History is always different from person to person. The silk road was a history that spanned race and civilization. After listening to too many views like " the core of silk road is China", let's have a look at what influence foreigners had brought to the development of the silk road.
 

Foreigners on the Silk Road

foreigners on the silk road
 

At the end of the 19th century, renewed interest in the Silk Road only appeared among the scholars from western countries. This appeared right after several different countries began to explore this region. The major reason for the foreign involvement in this area was the interest of the powers in expanding their territories during that time.


Especially, the British were attempting to consolidate some of the land in the north of their Indian territories. British agents went across the Himalayas and India to Kashgar, traveled as merchants, and gathered information they needed including survey of the geography of the silk road.


At the same time, Russians had been getting into through the north; the majority of those people had been botanists, geologists or cartographers. However, undoubtedly, they had already been briefed to collect whatever intelligence they were able to collect.
 

Western's Discoveries on The Silk Road

silk road manuscript

The Russians had been the very first one who appeared in the ruined cities in Turpan.


The local treasure hunters were quick to make the best of these travelers, both in this particular region as well as the area near Kashgar, and also noted the interest that the foreign people revealed to the relics, marketed them a number of the articles which they had dug from the ruins. In this way several historic articles as well as ancient manuscripts began to come into the west.


When these reached the hands of Orientalists in Europe, and the manuscripts had been gradually deciphered. These people developed a considerable deal of interest on the silk road, and even more individuals were delivered to check out for them.


The study of the Silk Road actually became popular following the trips of the Swede Sven Hedin in 1895. He was an accomplished cartographer as well as a linguist who became one of the most well-known explorers of that time.
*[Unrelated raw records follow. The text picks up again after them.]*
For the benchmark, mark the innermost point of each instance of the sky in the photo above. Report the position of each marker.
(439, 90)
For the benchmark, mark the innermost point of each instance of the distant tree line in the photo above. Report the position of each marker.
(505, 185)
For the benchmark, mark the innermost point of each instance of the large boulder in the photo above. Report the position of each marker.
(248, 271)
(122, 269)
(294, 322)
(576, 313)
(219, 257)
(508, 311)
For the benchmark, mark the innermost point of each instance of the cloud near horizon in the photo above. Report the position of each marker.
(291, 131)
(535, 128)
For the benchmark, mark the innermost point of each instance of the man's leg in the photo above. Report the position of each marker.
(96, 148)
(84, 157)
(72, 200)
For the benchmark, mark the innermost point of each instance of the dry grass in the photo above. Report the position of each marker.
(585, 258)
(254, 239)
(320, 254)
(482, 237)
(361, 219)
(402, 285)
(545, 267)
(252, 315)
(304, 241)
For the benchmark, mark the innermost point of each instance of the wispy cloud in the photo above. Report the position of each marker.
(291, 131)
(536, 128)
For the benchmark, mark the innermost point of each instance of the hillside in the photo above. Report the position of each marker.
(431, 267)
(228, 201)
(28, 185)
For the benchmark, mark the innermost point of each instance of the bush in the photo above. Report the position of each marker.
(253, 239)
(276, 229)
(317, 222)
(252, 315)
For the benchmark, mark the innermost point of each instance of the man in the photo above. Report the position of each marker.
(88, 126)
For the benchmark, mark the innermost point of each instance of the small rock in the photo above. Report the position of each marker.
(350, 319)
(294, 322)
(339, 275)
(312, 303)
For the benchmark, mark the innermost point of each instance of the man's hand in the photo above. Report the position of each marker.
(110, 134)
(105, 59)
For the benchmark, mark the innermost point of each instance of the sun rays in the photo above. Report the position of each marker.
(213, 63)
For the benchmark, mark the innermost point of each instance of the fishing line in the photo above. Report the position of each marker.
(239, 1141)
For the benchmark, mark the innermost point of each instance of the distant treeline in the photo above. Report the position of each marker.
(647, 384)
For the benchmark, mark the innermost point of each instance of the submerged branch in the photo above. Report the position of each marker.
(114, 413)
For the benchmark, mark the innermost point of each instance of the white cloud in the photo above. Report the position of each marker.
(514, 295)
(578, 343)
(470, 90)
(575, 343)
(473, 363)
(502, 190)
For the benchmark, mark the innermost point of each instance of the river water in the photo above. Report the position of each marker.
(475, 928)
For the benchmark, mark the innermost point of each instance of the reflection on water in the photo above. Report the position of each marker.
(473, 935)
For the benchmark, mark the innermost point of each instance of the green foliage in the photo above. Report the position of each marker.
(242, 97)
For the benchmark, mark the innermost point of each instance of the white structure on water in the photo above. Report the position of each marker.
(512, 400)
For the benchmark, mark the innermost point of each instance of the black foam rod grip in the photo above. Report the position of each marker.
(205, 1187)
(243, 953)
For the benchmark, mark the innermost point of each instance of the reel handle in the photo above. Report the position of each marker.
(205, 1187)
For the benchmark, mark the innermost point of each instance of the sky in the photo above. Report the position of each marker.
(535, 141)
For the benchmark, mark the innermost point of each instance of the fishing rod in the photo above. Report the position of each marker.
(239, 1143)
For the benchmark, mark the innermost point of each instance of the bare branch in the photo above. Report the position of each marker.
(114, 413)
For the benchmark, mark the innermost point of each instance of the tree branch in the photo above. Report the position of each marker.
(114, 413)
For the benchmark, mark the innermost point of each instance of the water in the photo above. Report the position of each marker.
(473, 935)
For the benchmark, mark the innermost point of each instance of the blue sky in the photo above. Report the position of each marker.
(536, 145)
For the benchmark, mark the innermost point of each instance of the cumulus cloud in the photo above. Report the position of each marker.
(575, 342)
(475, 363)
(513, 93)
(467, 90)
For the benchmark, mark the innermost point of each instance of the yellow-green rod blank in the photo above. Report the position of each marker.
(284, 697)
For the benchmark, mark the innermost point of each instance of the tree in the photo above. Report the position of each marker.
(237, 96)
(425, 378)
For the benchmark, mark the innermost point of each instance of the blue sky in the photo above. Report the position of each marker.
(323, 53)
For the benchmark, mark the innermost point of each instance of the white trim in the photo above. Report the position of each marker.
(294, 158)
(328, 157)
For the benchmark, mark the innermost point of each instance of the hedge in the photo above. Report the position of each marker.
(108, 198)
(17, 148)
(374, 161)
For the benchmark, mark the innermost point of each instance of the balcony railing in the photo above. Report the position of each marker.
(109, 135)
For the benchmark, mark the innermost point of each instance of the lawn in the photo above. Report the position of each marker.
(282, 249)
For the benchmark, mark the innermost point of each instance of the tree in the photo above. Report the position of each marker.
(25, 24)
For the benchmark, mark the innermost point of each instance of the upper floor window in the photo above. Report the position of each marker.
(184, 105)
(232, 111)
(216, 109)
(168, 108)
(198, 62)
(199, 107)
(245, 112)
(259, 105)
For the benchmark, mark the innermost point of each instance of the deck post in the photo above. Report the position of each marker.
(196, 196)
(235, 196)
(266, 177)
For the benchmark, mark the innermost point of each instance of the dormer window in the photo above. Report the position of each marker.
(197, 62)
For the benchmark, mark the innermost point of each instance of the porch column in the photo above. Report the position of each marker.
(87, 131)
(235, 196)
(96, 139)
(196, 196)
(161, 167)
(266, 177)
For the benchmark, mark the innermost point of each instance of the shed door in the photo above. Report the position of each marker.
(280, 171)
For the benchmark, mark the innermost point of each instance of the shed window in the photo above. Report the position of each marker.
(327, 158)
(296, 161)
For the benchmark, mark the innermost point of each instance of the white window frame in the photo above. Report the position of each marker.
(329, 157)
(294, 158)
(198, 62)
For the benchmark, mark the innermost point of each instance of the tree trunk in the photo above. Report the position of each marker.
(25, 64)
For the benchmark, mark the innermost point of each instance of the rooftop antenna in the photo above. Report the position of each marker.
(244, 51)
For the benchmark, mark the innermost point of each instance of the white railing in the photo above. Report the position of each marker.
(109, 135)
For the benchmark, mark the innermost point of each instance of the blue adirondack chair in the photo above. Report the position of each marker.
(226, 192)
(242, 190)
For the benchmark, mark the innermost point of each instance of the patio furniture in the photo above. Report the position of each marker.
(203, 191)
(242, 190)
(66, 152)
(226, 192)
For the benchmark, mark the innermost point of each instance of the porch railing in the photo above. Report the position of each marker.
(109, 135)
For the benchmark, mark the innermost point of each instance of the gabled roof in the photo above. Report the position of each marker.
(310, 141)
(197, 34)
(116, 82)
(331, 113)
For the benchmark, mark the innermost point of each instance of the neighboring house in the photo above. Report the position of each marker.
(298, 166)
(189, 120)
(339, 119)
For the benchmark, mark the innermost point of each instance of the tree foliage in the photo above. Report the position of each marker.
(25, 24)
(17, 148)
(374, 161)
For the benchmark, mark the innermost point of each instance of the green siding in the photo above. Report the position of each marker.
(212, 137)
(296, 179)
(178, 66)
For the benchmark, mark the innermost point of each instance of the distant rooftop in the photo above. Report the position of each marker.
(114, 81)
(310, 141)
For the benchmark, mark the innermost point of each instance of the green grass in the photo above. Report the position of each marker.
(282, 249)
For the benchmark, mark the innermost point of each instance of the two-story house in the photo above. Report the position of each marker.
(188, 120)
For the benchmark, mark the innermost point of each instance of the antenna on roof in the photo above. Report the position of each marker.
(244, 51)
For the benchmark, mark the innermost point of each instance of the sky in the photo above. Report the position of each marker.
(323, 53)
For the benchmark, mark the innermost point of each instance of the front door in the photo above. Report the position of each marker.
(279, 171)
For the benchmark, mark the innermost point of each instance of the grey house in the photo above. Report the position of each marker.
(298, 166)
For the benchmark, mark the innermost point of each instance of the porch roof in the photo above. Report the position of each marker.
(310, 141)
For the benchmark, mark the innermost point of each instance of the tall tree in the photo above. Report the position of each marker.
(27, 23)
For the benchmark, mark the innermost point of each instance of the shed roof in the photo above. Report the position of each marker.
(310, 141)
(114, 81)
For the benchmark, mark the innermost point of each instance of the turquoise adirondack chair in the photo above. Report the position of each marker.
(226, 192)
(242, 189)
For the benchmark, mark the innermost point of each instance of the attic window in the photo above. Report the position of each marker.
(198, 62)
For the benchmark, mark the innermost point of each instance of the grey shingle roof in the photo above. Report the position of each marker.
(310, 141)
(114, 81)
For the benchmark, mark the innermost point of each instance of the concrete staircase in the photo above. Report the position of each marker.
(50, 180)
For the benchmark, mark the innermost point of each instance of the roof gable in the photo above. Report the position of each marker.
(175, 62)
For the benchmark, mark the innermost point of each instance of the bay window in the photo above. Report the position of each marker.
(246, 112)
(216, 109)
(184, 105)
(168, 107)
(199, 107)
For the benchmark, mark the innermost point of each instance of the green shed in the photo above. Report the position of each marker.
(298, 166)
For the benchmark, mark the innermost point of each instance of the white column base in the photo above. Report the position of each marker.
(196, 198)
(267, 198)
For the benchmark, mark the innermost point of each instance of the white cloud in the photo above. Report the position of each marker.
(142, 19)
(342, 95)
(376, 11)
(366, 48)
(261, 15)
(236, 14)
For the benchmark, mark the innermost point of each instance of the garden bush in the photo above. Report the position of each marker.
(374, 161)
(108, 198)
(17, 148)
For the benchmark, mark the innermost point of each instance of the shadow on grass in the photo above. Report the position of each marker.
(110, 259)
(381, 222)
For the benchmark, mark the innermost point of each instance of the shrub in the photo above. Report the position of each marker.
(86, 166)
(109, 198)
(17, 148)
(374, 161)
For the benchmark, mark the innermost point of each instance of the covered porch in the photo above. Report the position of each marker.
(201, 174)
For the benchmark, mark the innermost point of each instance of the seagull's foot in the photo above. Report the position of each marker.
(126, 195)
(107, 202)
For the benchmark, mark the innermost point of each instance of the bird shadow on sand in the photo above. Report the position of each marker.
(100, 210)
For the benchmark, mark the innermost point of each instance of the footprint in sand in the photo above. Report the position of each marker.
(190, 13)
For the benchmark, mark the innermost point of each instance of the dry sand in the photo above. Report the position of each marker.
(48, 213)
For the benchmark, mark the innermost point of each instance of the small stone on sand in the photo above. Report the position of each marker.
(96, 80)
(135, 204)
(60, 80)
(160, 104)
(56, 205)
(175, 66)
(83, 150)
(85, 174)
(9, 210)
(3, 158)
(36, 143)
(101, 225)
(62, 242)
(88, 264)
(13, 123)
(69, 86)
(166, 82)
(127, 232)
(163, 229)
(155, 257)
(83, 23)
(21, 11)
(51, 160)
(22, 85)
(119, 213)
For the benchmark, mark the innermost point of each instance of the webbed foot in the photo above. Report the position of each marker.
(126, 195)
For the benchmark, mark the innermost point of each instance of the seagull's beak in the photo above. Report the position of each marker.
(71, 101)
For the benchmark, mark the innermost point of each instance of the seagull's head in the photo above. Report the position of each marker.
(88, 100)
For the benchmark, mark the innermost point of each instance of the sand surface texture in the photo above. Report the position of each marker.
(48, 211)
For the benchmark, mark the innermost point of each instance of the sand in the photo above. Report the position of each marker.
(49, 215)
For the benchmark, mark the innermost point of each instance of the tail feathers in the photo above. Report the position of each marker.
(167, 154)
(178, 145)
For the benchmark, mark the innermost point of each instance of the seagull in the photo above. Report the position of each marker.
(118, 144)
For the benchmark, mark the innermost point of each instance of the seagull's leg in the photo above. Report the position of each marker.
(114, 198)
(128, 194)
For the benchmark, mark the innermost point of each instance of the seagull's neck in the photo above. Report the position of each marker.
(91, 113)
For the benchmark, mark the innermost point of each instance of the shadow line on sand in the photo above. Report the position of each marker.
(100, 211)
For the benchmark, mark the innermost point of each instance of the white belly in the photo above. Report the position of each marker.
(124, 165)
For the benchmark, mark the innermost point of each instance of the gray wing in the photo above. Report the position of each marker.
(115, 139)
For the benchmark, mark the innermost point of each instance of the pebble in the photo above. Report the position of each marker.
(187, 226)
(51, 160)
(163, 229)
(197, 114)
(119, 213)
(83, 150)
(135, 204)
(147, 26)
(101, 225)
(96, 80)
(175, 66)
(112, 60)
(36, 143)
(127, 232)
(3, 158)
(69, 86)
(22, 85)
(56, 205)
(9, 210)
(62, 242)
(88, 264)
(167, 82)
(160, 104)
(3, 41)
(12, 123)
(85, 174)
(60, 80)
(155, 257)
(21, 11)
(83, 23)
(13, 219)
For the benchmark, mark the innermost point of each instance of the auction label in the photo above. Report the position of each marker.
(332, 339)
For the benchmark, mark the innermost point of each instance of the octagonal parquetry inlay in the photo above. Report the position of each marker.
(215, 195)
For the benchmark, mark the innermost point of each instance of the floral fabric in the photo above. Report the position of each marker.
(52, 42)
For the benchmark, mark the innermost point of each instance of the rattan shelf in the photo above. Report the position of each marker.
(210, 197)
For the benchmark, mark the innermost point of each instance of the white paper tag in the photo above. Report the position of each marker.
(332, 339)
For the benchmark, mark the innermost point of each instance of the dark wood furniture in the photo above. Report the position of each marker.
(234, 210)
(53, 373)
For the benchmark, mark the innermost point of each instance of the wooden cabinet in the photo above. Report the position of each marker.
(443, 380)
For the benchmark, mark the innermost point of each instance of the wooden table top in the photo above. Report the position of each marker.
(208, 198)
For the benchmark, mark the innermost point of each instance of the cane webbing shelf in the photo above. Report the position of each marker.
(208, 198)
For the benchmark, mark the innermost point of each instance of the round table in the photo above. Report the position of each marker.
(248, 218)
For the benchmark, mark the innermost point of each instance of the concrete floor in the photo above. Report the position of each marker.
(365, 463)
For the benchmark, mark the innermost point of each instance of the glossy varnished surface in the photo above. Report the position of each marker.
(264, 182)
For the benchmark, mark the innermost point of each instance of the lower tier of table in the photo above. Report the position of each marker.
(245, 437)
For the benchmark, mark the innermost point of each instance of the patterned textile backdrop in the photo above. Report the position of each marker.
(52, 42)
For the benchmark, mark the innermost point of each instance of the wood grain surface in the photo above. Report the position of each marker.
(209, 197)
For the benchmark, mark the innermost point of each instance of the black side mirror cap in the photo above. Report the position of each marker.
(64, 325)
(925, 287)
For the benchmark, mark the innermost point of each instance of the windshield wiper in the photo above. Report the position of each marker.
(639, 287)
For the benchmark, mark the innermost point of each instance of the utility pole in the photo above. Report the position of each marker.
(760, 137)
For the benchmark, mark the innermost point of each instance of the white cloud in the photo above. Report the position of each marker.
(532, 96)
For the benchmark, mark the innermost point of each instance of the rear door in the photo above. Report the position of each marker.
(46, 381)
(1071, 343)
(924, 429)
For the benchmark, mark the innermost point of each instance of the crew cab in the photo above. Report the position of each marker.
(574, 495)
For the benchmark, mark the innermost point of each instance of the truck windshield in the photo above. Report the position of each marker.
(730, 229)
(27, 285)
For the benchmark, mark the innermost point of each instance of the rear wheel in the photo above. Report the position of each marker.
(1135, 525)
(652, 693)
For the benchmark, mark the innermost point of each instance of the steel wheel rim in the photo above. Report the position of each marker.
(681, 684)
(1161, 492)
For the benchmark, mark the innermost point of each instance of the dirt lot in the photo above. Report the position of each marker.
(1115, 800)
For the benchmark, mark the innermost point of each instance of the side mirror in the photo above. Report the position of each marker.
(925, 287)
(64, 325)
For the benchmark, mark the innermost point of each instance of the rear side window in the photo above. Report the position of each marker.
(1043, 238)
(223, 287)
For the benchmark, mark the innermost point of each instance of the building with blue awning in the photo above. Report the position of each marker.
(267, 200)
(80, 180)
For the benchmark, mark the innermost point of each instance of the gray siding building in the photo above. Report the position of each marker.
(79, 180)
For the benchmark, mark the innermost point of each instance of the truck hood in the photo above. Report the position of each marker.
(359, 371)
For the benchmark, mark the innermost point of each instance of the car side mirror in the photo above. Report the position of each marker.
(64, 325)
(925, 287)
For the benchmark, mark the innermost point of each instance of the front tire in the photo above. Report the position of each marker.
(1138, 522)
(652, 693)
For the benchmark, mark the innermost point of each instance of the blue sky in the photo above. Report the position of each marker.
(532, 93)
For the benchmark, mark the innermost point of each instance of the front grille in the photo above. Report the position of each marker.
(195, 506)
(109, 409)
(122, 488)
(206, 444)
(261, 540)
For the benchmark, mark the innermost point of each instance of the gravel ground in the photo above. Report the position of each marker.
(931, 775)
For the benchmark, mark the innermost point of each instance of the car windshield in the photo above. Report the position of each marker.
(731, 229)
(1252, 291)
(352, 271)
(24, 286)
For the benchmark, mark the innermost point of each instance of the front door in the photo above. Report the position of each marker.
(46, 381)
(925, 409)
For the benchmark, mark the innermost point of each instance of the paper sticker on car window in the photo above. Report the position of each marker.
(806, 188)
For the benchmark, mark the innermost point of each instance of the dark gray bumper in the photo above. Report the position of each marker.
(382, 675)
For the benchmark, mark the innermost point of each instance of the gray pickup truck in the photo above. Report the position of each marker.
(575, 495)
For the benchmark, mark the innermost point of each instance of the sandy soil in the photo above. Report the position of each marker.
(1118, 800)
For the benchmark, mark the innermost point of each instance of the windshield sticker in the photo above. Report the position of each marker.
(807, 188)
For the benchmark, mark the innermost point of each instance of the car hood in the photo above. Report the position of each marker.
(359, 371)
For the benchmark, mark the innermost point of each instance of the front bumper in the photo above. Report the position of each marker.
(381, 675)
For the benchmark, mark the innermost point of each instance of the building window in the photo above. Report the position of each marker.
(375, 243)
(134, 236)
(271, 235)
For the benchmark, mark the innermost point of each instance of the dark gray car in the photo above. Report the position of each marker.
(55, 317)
In his later trips, he found out a few ruined cities in the south side of the desert including his greatest discover, the city of Loulan, from which he took numerous ancient manuscripts away.


Right after Hedin, the archaeological competition began. There followed a period of frenzied digging around the edges of the Taklimakan, to find out as much old Buddhist culture as possible.


The crowning finding had been a library set in the wall inside the Mogao Grottos in Dunhuang. This covered a stack of thousands of manuscripts, Buddhist paintings and silk temple banners. The manuscripts had been in Chinese, Sanskrit, Tibetan, Uyghur and many other fewer well known languages, and they also covered an array of subject matter; everything from parts of the Lutras Sutra to stories and ballads from the Tang dynasty and even before. Amongst all these is what is considered to be the world's earliest printed book. The frescoes in Dunhuang were also some of the best on the whole route, and lots of the most gorgeous ones had been taken away by the American professor Langdon Warner.


The particular treasures of the ancient Silk Road are actually dispersed around museums in possibly as many as a dozen countries. The biggest collections are in the British Museum and in India.


The manuscripts drew lots of scholarly attentions. But the deciphering of these manuscripts continues to be not quite complete. The majority of them are actually in the British Library, and are just accessible for specialist study, not on display.